Recently, a group of researchers from Purdue University, University of Illinois Urbana-Champaign, University of Southern California, and The Hong Kong University of Science and Technology came up with a novel framework referred to as SaySelf. This framework is tailored to enhance the precision and reliability of confidence estimations from LLMs.
Unlike traditional methods, SaySelf enables LLMs to produce self-reflective rationales explaining their confidence estimates and where the models lack knowledge. The researchers utilize a pre-designed LLM like GPT-4 to create a customized dataset for the model, which can then be fine-tuned. They then draw a random sample of reasoning chains, representing the LLM’s thought process for each query. These chains are grouped into clusters based on semantic similarity, and one example from each group is retained.
Then, from a first-person perspective, GPT-4 evaluates the cases chosen from each cluster and explains any uncertainty about certain knowledge in everyday language. To ensure accurate confidence estimations, the researchers calibrate the LLMs’ confidence estimate for each response using reinforcement learning. They create a reward system that discourages overconfident predictions and penalizes inaccurate ones. The researchers tested SaySelf on several knowledge-extensive question-answering tasks including complex medical diagnoses and legal case analyses.
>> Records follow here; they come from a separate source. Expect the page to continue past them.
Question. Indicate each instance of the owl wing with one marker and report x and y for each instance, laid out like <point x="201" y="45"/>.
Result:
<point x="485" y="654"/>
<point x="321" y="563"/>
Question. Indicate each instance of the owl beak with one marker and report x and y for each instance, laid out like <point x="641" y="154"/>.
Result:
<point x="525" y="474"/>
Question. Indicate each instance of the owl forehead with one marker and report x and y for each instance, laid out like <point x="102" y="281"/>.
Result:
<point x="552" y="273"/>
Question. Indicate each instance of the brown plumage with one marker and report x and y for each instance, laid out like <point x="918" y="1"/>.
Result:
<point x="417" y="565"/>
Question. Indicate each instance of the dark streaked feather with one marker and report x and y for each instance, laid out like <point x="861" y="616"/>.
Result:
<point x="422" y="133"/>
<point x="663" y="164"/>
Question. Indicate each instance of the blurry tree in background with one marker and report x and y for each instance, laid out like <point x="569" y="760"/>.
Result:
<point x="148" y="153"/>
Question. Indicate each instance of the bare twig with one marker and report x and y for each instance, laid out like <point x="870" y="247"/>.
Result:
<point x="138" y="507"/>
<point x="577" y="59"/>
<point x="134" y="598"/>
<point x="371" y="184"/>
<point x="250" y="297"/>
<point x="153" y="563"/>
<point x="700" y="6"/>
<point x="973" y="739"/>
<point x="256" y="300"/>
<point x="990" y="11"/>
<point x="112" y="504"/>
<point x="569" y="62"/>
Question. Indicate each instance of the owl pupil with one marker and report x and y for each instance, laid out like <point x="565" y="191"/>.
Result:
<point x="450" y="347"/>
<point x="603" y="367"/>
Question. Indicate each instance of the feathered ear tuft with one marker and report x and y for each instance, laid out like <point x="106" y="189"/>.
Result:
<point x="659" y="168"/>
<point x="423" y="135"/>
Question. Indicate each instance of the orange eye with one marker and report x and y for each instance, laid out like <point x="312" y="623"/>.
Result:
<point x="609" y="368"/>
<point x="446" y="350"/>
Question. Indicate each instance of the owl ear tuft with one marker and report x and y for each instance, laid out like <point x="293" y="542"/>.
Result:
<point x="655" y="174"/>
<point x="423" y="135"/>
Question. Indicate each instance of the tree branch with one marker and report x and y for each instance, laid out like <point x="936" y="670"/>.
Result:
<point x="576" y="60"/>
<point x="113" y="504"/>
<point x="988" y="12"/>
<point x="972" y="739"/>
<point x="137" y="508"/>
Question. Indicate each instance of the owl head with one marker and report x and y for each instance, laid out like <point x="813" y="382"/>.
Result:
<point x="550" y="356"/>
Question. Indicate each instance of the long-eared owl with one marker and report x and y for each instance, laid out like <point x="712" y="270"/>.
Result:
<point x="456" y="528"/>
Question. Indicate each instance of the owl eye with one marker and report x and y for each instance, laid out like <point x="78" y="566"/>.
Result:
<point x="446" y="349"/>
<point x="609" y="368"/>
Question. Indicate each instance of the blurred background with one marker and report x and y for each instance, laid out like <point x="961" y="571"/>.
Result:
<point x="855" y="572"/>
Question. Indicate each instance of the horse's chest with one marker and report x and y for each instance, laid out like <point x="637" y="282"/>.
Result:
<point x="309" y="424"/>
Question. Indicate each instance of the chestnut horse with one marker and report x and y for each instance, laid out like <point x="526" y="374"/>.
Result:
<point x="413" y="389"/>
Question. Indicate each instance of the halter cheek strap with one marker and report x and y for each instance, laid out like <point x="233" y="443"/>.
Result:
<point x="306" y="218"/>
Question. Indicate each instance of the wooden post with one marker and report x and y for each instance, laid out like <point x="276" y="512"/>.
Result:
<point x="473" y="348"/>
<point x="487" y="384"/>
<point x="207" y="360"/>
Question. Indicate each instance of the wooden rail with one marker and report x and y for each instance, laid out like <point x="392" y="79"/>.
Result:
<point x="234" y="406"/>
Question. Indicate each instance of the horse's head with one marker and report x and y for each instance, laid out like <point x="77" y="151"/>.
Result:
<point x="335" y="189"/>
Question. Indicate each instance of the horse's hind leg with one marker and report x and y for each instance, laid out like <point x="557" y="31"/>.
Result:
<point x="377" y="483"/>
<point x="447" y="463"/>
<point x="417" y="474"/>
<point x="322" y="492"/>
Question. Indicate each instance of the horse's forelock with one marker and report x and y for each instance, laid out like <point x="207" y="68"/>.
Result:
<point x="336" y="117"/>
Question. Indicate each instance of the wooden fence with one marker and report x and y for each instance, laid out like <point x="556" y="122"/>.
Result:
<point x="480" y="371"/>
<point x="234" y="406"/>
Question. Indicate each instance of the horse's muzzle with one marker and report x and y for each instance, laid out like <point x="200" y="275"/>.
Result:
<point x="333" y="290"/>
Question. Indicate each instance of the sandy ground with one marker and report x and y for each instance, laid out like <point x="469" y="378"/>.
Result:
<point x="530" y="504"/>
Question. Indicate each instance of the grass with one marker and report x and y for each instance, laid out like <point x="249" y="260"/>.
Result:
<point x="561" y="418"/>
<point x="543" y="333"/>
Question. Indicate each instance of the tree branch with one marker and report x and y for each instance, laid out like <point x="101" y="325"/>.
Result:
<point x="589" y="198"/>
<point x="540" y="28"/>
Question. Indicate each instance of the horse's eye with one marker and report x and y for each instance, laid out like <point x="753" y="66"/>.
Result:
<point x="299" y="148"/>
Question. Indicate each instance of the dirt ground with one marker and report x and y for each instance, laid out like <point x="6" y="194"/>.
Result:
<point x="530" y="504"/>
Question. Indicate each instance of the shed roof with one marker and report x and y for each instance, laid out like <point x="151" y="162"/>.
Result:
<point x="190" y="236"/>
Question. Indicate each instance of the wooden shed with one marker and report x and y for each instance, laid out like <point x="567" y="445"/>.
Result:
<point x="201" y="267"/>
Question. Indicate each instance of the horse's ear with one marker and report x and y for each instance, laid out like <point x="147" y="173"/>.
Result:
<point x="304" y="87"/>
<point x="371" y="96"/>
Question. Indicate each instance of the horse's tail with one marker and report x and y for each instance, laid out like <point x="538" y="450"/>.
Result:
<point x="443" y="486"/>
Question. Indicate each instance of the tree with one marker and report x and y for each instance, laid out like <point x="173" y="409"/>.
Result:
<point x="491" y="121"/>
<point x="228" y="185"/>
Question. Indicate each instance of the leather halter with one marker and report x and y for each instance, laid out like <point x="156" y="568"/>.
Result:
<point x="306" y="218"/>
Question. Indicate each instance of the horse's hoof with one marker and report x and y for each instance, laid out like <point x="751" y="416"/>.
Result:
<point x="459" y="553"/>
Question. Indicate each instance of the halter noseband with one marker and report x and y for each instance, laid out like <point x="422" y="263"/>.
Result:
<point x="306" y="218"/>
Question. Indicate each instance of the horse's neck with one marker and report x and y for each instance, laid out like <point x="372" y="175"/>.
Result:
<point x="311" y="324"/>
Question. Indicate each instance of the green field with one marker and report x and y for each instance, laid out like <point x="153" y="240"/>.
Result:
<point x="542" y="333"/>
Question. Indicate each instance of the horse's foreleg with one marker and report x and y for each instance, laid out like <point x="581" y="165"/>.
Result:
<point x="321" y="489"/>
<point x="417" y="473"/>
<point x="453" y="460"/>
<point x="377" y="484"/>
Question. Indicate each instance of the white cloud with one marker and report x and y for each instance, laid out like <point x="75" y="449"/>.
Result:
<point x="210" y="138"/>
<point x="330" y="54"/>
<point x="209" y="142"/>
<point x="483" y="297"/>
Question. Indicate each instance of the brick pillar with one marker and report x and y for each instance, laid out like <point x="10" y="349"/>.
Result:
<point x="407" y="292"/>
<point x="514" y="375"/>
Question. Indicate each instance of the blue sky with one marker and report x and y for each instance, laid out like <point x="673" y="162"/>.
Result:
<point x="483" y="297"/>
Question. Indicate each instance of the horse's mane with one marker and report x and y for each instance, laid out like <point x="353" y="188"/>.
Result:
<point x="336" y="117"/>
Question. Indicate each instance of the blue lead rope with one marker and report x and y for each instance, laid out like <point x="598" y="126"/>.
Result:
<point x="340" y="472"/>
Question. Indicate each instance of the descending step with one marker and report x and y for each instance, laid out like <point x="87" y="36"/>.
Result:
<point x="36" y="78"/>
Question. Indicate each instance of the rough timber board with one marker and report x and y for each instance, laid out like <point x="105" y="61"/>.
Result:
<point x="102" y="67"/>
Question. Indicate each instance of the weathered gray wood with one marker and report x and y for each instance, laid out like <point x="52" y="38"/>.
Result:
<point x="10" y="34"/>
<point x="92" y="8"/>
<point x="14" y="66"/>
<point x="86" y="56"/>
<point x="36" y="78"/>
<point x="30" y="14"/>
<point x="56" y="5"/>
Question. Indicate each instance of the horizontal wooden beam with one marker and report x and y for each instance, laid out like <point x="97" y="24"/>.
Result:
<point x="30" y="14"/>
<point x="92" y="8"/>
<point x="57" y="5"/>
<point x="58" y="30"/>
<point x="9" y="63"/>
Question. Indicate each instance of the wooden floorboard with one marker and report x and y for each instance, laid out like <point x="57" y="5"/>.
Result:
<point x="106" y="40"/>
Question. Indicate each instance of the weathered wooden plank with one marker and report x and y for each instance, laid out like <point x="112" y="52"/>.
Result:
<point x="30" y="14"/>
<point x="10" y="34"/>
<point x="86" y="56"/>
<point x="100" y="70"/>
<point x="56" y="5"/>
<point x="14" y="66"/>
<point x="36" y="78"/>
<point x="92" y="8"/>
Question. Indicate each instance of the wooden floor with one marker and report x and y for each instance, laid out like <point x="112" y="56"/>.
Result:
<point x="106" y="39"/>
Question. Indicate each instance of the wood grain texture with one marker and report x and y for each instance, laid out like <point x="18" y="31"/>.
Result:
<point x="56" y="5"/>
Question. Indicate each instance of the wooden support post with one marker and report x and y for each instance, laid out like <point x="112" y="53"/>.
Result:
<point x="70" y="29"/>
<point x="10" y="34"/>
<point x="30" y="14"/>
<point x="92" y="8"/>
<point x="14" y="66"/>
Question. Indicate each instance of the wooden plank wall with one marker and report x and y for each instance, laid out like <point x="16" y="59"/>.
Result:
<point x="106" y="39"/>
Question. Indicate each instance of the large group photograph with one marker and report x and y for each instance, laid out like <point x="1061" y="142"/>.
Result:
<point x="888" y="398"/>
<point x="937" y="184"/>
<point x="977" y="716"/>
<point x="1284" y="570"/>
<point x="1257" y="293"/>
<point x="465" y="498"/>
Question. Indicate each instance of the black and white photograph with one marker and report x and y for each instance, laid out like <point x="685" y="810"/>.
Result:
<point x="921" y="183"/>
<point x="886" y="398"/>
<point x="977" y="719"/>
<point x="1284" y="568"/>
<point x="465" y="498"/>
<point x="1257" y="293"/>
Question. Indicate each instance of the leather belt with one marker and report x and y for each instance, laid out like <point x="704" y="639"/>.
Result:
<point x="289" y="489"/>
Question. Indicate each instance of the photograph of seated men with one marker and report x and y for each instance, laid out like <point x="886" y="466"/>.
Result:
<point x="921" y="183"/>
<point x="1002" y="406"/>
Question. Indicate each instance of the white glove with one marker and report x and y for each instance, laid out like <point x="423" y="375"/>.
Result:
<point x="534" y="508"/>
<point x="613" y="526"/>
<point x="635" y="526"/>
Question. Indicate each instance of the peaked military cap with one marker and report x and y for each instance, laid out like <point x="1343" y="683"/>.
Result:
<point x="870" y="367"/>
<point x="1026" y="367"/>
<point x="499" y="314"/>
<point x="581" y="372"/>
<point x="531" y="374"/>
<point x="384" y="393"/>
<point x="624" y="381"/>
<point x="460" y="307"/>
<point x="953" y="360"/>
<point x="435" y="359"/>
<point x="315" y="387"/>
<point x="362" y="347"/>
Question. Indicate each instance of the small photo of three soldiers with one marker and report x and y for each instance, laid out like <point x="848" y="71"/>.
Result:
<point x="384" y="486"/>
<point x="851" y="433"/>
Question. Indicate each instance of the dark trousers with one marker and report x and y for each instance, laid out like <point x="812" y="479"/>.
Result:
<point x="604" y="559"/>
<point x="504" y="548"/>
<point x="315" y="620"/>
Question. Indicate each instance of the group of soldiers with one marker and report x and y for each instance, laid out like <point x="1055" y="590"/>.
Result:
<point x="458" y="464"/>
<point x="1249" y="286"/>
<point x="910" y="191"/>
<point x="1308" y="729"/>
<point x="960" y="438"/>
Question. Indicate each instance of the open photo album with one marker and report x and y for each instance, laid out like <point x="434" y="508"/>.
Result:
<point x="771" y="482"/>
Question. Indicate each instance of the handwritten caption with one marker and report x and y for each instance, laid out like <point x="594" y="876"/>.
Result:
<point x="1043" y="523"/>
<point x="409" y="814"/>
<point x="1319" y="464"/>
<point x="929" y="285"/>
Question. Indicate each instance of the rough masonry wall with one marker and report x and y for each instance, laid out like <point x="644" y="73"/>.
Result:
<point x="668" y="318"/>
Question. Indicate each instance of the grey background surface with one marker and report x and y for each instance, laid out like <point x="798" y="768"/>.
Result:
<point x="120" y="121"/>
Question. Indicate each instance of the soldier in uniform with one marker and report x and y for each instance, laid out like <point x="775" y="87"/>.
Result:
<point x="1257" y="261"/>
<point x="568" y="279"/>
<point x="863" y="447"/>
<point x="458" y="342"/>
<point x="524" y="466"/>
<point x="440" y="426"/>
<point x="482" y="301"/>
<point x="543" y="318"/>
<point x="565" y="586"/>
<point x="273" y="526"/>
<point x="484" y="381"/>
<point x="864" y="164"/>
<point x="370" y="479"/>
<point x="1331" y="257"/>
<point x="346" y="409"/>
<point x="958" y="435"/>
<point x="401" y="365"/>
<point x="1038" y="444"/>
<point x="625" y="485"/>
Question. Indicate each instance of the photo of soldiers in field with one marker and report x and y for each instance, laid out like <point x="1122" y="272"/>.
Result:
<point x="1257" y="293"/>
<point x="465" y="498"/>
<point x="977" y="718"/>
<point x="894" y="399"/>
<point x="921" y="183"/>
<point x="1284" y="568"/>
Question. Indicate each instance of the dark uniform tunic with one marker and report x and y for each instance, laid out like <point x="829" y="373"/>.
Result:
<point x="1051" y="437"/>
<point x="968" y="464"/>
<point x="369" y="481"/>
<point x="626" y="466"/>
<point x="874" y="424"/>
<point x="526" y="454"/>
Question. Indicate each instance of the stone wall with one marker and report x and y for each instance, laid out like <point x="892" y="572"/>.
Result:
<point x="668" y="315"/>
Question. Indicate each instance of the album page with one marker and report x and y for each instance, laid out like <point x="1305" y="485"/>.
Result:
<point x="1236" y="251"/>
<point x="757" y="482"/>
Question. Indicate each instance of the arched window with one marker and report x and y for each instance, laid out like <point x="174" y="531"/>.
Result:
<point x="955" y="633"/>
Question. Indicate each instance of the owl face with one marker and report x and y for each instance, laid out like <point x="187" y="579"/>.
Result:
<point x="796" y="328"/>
The results of the study showed that SaySelf maintains task performance while significantly reducing confidence calibration errors. The self-reflective rationales further improved the calibration performance and successfully captured internal uncertainty, which could have a significant impact on scholarly investigations and practical applications. For instance, LLM’s alignment can greatly benefit from a transparent confidence statement that includes explanations. Furthermore, LLMs’ interaction and performance can be enhanced by following these self-reflective rationales to initiate additional activities such as calling upon external tools or posing clarification questions.
Upon finalizing the SaySelf training process, the researchers anticipate seeing progress in training procedures, such as active learning algorithms that boost the learning outcomes of LLMs via their interactions with users.